A vida em sociedade é
extremamente desejável, basicamente por três motivos: 1) somente na
coletividade ocorre a humanização do animal homem; 2) a divisão de trabalho
gera grande progresso material; 3) o estoque de conhecimento é acumulativo e
todos se beneficiam disso. A questão é atribuir os papéis adequados ao governo
para preservar tais vantagens. Segundo Og Leme, garantir o Império das leis e a
propriedade privada é o principal objetivo do governo.

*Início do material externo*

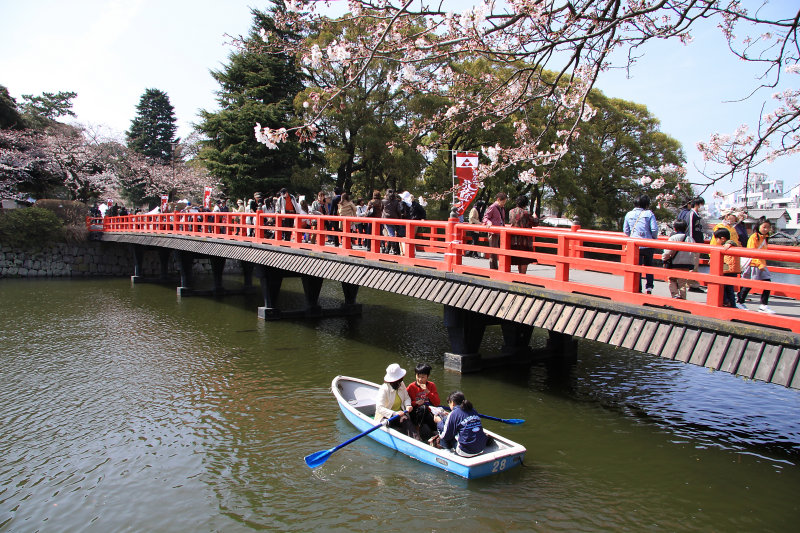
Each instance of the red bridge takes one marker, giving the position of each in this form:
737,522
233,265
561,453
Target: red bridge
583,284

Ele aceitava também a intervenção
estatal nas áreas de educação e saúde, desde que limitada ao financiamento, e
não à gerência. Alguma intervenção em monopólios naturais também era tolerável
para ele, que nunca deixava de alertar, todavia, que as “falhas de mercado” costumam
ser agravadas pelas “falhas de governo” com o excesso de regulação. Mais que
isso ele condenava, frisando, porém, que o liberalismo é um processo, sempre
aberto a mudanças e aperfeiçoamento.
Enquanto a “terceira via” ganhava
força como solução após o fim do comunismo, Og Leme atacava este caminho,
repetindo que ela costuma levar ao “terceiro mundo”. Ele via a
social-democracia como uma forma de socialismo diet, assim como a nova tendência “verde”. O estado beneficente
estaria fadado ao fracasso. Para Og Leme, este era o ideal liberal: “um setor
público tão pequeno quanto possível e descentralizado ao máximo”.
Og Leme foi um grande liberal,
que lutou a boa luta, e deve ser lido por todos que valorizam a liberdade.